Statistical analysis

All data, which were repeats of at least three independent experiments, are presented as the mean ± standard deviation. Differences between two groups were compared using an unpaired Student's t-test and three or more groups were compared by one-way ANOVA followed by an appropriate post hoc test, including the Bonferroni test for cell viability and migration, and the least significant difference post hoc test for pairwise comparisons of gene expression. All statistical analyses were performed with SPSS 15.0 software (IBM SPSS Statistics). P<0.05 was considered to indicate a statistically significant difference.

Results

Changes in Hs68 cell characteristics in the presence of CAP

When the viability of Hs68 human foreskin fibroblasts treated with different concentrations of CAP (0, 10, 30, 100 µM) were compared, there was a non-significant difference in the viability of cells treated with 10 µM CAP vs. 0 µM CAP (Fig. 1A). However, Hs68 cells exhibited a statistically significant decrease in viability (0 µM CAP vs. 100 µM CAP and 10 µM CAP vs. 100 µM CAP; both P<0.01) upon increasing the concentration of CAP to 100 µM (Fig. 1A). When Hs68 cells were treated with mitomycin C (10 µg/ml) to repress cell proliferation and TNF-α (10 ng/ml) to impair cell migration (36,37), 10 µM CAP effectively restored the migratory ability of Hs68 cells in the cell migration assay (Fig. 1B and C). In addition, 10 µM CAP decreased the mRNA levels of IL-6 in TNF-α-treated Hs68 cells from 122.0-fold to 35.5-fold, relative to the untreated control cells (Fig. 1D). This indicated that 10 µM CAP could change the inflammation status associated with the process of wound healing.

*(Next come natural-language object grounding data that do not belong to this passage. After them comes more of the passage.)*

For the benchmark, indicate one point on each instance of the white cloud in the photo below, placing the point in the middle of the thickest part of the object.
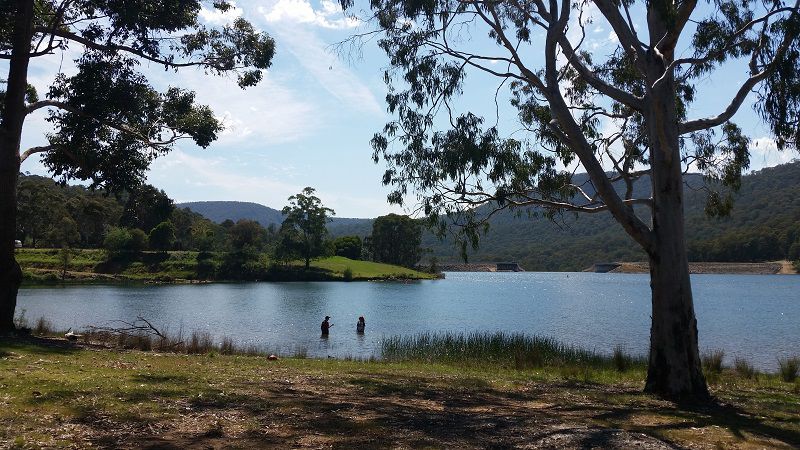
(327, 69)
(764, 153)
(210, 177)
(301, 11)
(216, 17)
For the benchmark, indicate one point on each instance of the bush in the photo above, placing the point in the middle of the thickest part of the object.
(789, 368)
(162, 236)
(348, 246)
(138, 241)
(206, 269)
(117, 241)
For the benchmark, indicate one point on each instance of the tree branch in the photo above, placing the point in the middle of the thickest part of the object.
(34, 150)
(212, 62)
(156, 145)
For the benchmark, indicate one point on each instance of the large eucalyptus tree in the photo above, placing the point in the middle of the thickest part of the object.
(108, 122)
(619, 114)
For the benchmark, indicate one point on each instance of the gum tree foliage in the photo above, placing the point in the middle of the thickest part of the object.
(108, 123)
(304, 229)
(146, 207)
(348, 246)
(396, 240)
(565, 91)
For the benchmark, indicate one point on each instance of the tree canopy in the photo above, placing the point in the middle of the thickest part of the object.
(396, 240)
(620, 114)
(108, 121)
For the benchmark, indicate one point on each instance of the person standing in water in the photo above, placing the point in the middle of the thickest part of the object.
(360, 325)
(325, 326)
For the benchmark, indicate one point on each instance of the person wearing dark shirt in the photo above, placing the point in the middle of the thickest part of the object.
(325, 326)
(360, 325)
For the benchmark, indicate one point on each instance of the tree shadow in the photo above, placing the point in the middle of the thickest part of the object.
(36, 345)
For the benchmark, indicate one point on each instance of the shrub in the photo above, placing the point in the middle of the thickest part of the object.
(117, 241)
(621, 360)
(744, 368)
(712, 361)
(206, 269)
(789, 368)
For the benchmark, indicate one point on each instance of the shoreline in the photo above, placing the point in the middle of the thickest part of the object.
(783, 267)
(74, 398)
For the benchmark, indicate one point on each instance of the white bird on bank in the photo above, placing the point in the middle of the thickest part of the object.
(72, 336)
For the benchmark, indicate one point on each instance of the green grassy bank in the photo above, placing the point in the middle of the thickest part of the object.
(56, 394)
(87, 265)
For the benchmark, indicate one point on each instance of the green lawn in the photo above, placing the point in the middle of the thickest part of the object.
(367, 269)
(44, 265)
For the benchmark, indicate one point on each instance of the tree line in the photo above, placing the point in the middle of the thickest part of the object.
(145, 219)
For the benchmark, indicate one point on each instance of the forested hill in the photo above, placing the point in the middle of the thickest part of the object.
(764, 225)
(219, 211)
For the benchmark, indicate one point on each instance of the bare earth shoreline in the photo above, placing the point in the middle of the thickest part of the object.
(764, 268)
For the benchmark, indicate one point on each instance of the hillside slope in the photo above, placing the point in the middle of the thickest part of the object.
(764, 225)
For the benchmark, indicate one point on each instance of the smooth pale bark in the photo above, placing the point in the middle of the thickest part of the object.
(674, 369)
(13, 116)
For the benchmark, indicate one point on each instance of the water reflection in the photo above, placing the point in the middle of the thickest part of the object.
(757, 317)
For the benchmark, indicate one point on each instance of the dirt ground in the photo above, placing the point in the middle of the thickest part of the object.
(401, 412)
(81, 399)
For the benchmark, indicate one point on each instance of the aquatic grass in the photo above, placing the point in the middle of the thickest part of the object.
(227, 346)
(789, 368)
(199, 342)
(515, 350)
(743, 368)
(712, 361)
(622, 361)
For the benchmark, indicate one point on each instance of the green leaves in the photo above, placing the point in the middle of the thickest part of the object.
(303, 230)
(112, 138)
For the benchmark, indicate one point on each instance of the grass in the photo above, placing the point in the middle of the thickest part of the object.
(744, 368)
(55, 395)
(44, 266)
(789, 368)
(367, 270)
(514, 350)
(712, 362)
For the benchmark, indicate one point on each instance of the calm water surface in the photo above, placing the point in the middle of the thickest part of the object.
(753, 316)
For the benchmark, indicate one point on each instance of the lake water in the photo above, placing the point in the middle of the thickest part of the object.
(752, 316)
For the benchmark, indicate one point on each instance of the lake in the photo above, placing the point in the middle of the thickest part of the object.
(753, 316)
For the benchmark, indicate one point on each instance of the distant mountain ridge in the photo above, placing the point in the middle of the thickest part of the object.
(220, 211)
(764, 225)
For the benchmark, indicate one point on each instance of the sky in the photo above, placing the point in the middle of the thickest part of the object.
(309, 122)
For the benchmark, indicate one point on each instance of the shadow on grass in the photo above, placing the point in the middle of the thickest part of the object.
(390, 410)
(35, 345)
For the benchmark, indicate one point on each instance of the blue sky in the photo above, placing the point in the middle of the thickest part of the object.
(310, 120)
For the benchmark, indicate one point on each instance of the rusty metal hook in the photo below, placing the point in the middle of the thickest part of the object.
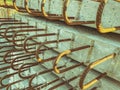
(70, 21)
(8, 20)
(14, 27)
(35, 42)
(64, 82)
(6, 5)
(7, 67)
(8, 76)
(50, 16)
(11, 23)
(40, 73)
(66, 53)
(19, 9)
(99, 25)
(27, 30)
(32, 11)
(42, 86)
(91, 66)
(48, 42)
(28, 65)
(8, 54)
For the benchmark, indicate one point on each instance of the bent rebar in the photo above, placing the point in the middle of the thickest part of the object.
(91, 66)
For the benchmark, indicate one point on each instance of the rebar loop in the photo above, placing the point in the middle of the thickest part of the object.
(51, 16)
(72, 21)
(8, 20)
(117, 0)
(4, 84)
(64, 82)
(48, 42)
(99, 25)
(19, 9)
(31, 38)
(13, 28)
(11, 23)
(66, 53)
(41, 85)
(32, 11)
(2, 30)
(21, 31)
(9, 56)
(91, 66)
(6, 5)
(28, 65)
(41, 73)
(23, 57)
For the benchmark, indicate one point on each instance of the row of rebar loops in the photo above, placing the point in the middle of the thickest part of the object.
(64, 15)
(16, 35)
(18, 50)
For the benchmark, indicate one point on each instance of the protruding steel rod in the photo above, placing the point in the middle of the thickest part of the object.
(14, 27)
(66, 53)
(19, 9)
(32, 11)
(91, 66)
(25, 45)
(99, 25)
(28, 65)
(7, 77)
(40, 73)
(63, 83)
(50, 16)
(71, 21)
(21, 31)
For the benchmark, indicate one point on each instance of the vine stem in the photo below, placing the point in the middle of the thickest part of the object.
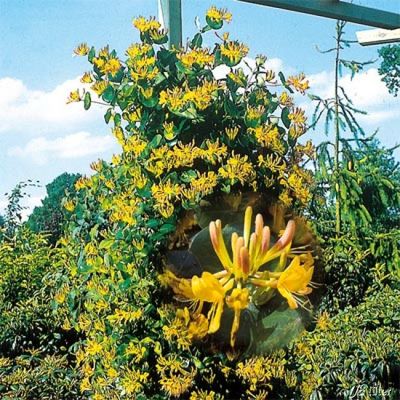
(338, 217)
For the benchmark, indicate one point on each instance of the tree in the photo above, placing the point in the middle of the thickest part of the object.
(390, 67)
(50, 217)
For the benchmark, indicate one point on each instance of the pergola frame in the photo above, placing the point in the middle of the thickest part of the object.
(171, 17)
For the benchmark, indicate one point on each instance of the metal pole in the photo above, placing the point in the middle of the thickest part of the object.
(170, 15)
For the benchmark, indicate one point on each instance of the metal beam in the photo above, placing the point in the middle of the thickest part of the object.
(378, 36)
(337, 10)
(170, 15)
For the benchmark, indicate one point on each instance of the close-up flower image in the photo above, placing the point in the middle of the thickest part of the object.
(231, 230)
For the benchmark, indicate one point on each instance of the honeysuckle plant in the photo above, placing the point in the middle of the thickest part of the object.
(196, 147)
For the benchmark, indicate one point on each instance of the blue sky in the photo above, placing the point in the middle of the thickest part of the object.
(41, 137)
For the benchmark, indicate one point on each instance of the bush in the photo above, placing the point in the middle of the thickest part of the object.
(355, 354)
(50, 217)
(34, 347)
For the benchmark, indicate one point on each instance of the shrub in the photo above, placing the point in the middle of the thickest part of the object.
(354, 354)
(34, 357)
(49, 218)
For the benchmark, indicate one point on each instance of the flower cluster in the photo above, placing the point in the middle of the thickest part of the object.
(244, 274)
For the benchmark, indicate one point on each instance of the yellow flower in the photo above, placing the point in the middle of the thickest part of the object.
(285, 100)
(138, 50)
(74, 97)
(172, 98)
(99, 87)
(218, 15)
(294, 280)
(232, 132)
(69, 205)
(112, 66)
(209, 289)
(200, 57)
(233, 51)
(237, 168)
(297, 117)
(238, 300)
(87, 78)
(81, 50)
(93, 348)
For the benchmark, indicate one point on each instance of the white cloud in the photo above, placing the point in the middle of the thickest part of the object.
(38, 111)
(75, 145)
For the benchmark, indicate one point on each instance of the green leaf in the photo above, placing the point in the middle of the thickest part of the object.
(87, 101)
(155, 142)
(107, 115)
(109, 94)
(277, 328)
(117, 119)
(214, 24)
(197, 41)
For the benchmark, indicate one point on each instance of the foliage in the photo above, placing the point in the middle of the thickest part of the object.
(355, 208)
(355, 353)
(24, 259)
(34, 360)
(190, 141)
(33, 376)
(390, 67)
(50, 216)
(13, 215)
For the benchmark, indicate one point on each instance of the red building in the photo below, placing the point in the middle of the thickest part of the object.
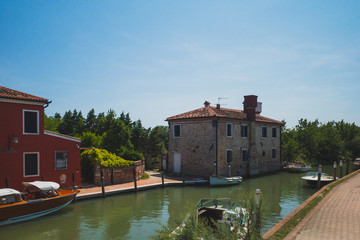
(27, 151)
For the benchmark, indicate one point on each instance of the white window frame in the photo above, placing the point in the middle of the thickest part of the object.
(67, 160)
(174, 126)
(38, 120)
(272, 132)
(272, 150)
(247, 130)
(38, 164)
(229, 150)
(262, 132)
(227, 130)
(242, 154)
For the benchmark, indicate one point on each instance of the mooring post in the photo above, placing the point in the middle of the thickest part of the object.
(73, 178)
(134, 174)
(258, 205)
(319, 177)
(183, 178)
(102, 183)
(162, 178)
(340, 163)
(7, 182)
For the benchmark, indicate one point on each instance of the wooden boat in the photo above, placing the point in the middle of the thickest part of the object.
(298, 167)
(312, 178)
(221, 181)
(218, 210)
(38, 198)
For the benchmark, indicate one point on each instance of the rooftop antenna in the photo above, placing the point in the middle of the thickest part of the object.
(220, 98)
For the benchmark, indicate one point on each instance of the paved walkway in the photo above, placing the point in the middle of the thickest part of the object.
(153, 181)
(336, 217)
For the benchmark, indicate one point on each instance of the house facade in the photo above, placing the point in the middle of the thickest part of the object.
(227, 142)
(27, 151)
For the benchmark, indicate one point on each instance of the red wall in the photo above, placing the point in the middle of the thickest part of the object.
(11, 163)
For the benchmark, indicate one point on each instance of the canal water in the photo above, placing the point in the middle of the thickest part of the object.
(139, 215)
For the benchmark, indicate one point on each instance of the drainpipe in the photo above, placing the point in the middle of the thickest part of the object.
(216, 143)
(47, 104)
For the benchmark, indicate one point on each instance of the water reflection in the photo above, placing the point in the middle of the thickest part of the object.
(138, 215)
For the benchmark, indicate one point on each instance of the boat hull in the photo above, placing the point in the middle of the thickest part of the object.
(223, 181)
(31, 209)
(313, 180)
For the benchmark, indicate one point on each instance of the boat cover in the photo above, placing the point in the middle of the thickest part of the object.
(43, 185)
(8, 191)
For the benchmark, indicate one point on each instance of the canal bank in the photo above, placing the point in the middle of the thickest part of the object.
(139, 215)
(155, 180)
(335, 216)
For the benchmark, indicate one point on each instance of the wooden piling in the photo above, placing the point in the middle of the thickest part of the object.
(102, 184)
(319, 177)
(7, 184)
(134, 174)
(73, 179)
(183, 178)
(341, 163)
(162, 179)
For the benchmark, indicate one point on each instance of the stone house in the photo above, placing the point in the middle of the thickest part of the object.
(215, 140)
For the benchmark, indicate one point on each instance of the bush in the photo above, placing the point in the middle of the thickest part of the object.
(104, 158)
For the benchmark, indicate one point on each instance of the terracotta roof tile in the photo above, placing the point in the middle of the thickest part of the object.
(209, 112)
(13, 94)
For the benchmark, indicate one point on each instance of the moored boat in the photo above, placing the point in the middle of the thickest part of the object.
(38, 198)
(221, 180)
(312, 178)
(221, 211)
(298, 167)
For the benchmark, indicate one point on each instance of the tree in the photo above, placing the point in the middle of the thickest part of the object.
(52, 123)
(67, 124)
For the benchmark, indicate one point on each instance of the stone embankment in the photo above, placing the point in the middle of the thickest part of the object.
(336, 216)
(154, 181)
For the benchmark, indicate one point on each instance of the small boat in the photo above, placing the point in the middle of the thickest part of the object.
(298, 167)
(38, 198)
(218, 210)
(312, 178)
(221, 181)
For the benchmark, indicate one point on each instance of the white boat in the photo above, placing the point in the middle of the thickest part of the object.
(218, 210)
(38, 198)
(312, 178)
(298, 167)
(221, 180)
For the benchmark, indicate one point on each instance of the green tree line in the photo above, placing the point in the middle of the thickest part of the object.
(117, 134)
(317, 143)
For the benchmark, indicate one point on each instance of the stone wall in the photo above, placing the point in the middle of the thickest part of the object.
(118, 175)
(197, 146)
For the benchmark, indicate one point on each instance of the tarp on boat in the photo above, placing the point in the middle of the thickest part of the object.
(8, 191)
(43, 185)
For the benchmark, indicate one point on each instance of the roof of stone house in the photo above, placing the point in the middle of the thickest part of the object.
(210, 112)
(17, 95)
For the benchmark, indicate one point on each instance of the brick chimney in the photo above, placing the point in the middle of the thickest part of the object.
(250, 104)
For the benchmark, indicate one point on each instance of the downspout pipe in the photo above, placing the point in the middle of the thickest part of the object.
(216, 144)
(47, 104)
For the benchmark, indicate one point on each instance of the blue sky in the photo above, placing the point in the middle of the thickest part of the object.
(156, 59)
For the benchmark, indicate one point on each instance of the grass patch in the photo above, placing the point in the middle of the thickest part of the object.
(291, 224)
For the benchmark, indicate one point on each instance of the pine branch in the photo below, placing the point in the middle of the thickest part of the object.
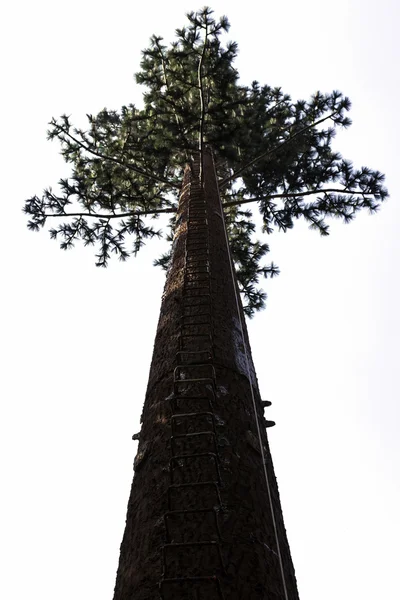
(236, 173)
(295, 195)
(113, 215)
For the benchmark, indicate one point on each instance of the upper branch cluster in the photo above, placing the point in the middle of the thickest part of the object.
(127, 165)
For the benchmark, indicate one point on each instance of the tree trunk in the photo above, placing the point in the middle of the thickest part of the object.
(204, 518)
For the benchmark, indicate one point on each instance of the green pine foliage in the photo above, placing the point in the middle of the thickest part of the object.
(276, 153)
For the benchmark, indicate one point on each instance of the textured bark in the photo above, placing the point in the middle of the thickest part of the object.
(199, 448)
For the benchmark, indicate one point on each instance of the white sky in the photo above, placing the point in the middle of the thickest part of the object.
(77, 341)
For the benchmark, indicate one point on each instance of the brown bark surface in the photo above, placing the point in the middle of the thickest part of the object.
(199, 522)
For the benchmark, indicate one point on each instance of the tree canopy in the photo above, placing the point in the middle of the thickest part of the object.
(269, 150)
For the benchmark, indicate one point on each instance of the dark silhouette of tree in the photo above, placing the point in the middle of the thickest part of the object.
(269, 151)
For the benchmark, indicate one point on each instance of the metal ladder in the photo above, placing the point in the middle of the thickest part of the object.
(194, 502)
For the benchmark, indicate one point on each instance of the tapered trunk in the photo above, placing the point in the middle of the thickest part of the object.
(204, 518)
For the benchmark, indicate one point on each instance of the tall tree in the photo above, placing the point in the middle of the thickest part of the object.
(126, 171)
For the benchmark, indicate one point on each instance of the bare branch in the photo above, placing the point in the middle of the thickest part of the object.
(202, 104)
(115, 160)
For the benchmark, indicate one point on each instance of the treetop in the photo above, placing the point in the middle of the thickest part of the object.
(270, 151)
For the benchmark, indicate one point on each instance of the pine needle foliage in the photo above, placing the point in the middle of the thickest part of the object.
(269, 150)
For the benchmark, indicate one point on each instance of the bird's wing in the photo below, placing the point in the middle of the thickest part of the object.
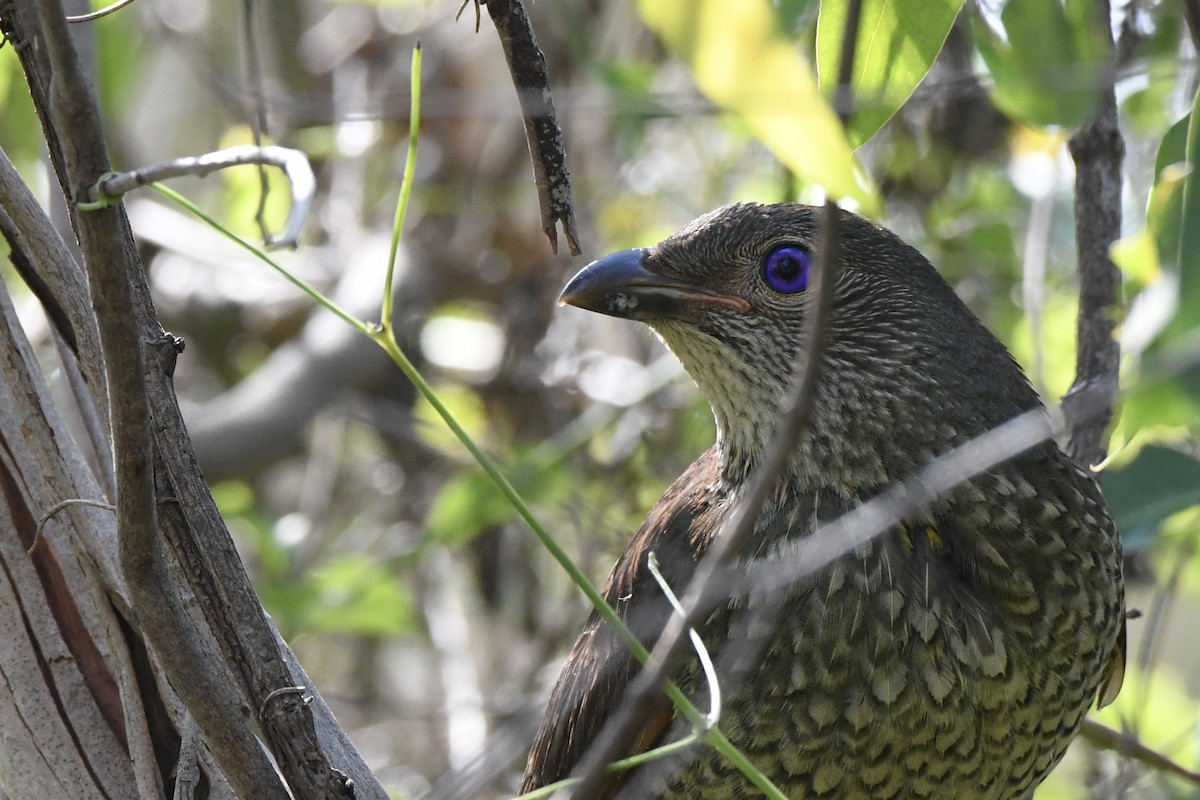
(598, 671)
(1114, 672)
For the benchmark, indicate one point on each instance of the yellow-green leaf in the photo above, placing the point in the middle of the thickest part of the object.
(898, 41)
(742, 62)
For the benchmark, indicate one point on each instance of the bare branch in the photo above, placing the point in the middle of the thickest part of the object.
(546, 150)
(294, 163)
(1128, 746)
(1098, 151)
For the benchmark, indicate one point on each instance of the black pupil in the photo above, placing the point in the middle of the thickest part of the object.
(787, 268)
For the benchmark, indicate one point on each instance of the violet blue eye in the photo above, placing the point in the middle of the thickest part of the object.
(786, 269)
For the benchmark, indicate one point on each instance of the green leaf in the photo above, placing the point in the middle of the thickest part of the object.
(469, 503)
(357, 595)
(1049, 64)
(1157, 483)
(1187, 253)
(898, 41)
(742, 62)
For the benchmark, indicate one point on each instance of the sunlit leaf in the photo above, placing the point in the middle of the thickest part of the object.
(898, 41)
(1187, 253)
(1049, 62)
(742, 62)
(1151, 487)
(469, 503)
(357, 595)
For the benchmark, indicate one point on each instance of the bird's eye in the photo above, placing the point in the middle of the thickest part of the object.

Figure 1. Changes in Hs68 cell characteristics in the presence of CAP. Hs68 cell characteristics were examined following treatment of cells with different CAP concentrations (A) Cell viability, (B) migration (cells were also treated with MMC and TNF-α) and (C) percentage closure based on the cell migration assay were determined. (D) Relative mRNA levels of IL-6 in Hs68 cells treated with TNF-α and CAP. Scale bar, 500 µm. **P<0.01, ****P<0.0001. CAP, capsaicin; IL-6, interleukin 6; MMC, mitomycin C; TNF-α, tumor necrosis factor-α.

Improvement of wound healing in vivo by CAP treatment

For the wound healing experiments, 6-week-old C57BL/6JNarl mice were selected. A total of two full-thickness circular wounds (6 mm in diameter) were created on the back of mice by punch biopsy on day 0 (Fig. 2A). Briefly, the wound healing was improved by 10 µM CAP treatment compared with the healing in the sham group at days 1 and 3 of wound healing (Fig. 2B). In particular, on days 1 and 3, the wound healing differed significantly between the sham group and 10 µM CAP-treated mice (day 1, P<0.05; day 3, P<0.001; Fig. 2C) while no significant difference of wound healing percentages between these two groups was detected at days 6, 9, and 12.

Figure 2. Improvement of wound healing in vivo by CAP treatment. (A) Representative images for sham and CAP-treated wounds. Images were captured post-injury at days 0, 1, 3, 6, 9 and 12. Scale bar, 3 mm. (B) Relative percentage of wound healing. Closure areas were determined by ImageJ software and wound healing was calculated relative to the area at day 0. (C) Healing percentage for each wound at days 1 and 3. Sham, n=13 and CAP, n=18. *P<0.05, ***P<0.001 (Student's independent t-test). CAP, capsaicin.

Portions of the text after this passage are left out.